Chris Timmons, a former Georgia prosecutor who isn’t part of the YSL case, told Yahoo News that the RICO and gang act indictment gives the prosecution the ability to present the case as a narrative to the jury.

“Atlanta is unique in that most of our gangs are hybrid gangs, which in some ways makes them a little more dangerous,” Timmons said. “They don’t have territories like Los Angeles where you’ve got the Crips and the Bloods, and there are defined zones as to what is Crip territory or what is Blood territory. There aren’t territories in Atlanta — they more sort of coexist among each other.”

According to Willis, gangs are responsible for an estimated 75% to 80% of all violent crime in Atlanta.

While gangs, drugs and violence are expected to be key topics throughout the trial, the prosecution’s case is built around Williams’s creative expression. The indictment includes over a dozen songs, with some lyrics that are eight years old.

Young Thug.
Young Thug performs at the Masquerade in Atlanta on Jan. 15, 2022. (Prince Williams/Wireimage via Getty Images) (WireImage)

“The initial indictment contained very few factual allegations about activity that Mr. Williams was accused of doing,” Jack Lerner, a law professor at the University of California, Irvine, told Yahoo News. “The vast majority of factual allegations about him involved his social media postings and lyrics.”

Some lyrics in the indictment include:

“I never killed anybody but I got something to do with that body”

“I killed his man in front of his momma”

“We are committing them crimes”

“You wanna be slime? Go catch you a body”

“You’re punishing people for their creative expression,” Lerner said. “You’re punishing people for talking about the world that they grew up in and that they live in. And you’re making it more dangerous for, you know, anybody who wants to lay down a rap track in the future.”

Williams’s lawyer filed a motion to remove the defendant's lyrics from evidence, but a judge has yet to rule on the matter.

“Using these lyrics/poetry/artistry/speech against Mr. Williams is racist and discriminatory because the jury will be so poisoned and prejudiced by these lyrics/poetry/artistry/speech as the same is unlawful character assassination,” Steel’s motion said.

Booking photo Young Thug.
Booking photo of Young Thug. (Fulton County Sheriff's Office via AP) (AP)

Some studies have shown that rap lyrics can affect people’s perceptions.
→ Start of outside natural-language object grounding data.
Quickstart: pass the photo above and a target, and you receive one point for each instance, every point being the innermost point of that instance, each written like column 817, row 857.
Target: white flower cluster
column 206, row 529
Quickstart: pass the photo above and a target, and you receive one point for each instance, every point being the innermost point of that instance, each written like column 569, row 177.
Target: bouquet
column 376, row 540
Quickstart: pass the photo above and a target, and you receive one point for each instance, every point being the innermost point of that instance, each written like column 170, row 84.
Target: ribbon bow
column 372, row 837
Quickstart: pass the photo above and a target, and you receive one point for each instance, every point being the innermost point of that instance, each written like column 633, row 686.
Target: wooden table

In a 2018 study, Charis Kubrin, a professor of criminology law at the University of California, Irvine, found that “people who thought that they were evaluating violent rap lyrics, as opposed to both country and heavy metal, thought that the artist associated with those lyrics was more likely to have a violent criminal history and also be a member of the gang,” Kubrin said.
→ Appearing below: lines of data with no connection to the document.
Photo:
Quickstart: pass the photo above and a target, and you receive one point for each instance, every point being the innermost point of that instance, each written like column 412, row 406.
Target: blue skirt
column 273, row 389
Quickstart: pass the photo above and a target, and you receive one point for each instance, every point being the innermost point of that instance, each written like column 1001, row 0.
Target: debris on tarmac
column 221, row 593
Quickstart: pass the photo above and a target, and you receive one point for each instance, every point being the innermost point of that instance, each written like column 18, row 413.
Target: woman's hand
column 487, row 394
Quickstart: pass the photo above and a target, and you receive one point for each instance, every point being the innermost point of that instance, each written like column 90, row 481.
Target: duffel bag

But Willis disagrees. In a press conference last August she gave this admonition to the defendant: “Don’t confess to crimes in rap lyrics if you don’t want them to be used.”

Erik Nielson, the author of “Rap on Trial: Race, Lyrics, and Guilt in America,” who was retained by Williams’s legal team as an expert witness, says the use of creative expression takes away an individual’s right to a fair trial.
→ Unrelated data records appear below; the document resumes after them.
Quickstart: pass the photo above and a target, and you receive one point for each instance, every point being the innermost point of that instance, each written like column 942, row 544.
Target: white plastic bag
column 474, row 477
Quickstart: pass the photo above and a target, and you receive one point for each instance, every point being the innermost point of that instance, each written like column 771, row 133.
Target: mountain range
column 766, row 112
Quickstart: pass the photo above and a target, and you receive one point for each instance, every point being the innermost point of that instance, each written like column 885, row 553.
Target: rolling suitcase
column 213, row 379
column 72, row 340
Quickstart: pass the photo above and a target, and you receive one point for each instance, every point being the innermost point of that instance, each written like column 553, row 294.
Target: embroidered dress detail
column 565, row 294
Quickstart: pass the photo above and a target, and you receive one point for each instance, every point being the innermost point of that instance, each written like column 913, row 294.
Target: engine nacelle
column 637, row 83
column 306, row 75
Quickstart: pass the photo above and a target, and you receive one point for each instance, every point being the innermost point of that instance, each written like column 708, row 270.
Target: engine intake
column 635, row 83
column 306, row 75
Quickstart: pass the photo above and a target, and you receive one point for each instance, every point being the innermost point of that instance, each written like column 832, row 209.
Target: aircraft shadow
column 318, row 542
“It has the potential to prejudice a jury by using somebody’s fictional persona against him or her — though it’s almost exclusively young men, particularly young Black and Latino men,” Nielson told Yahoo News.

Last June 12, while behind bars, Williams spoke out about the use of rap lyrics in the courtroom, in a prerecorded message to a crowd at Hot 97’s Summer Jam.

“You know, this isn’t just about me or YSL,” he said. “I always use my music as a form of artistic expression, and I see now that Black artists and rappers don’t have that freedom. Everybody please sign the Protect Black Art petition and keep praying for us. I love you all,” he said.

Over the seven months leading up to jury selection, eight defendants have secured plea deals and 14 defendants who are allegedly tied to YSL are set to stand trial with Williams.

“It is important for prosecutors to go after gangs, it's important for cities to shut them down,” Timmons said. “It’s also important to figure out on the front end, how do we keep [people] out of gangs?”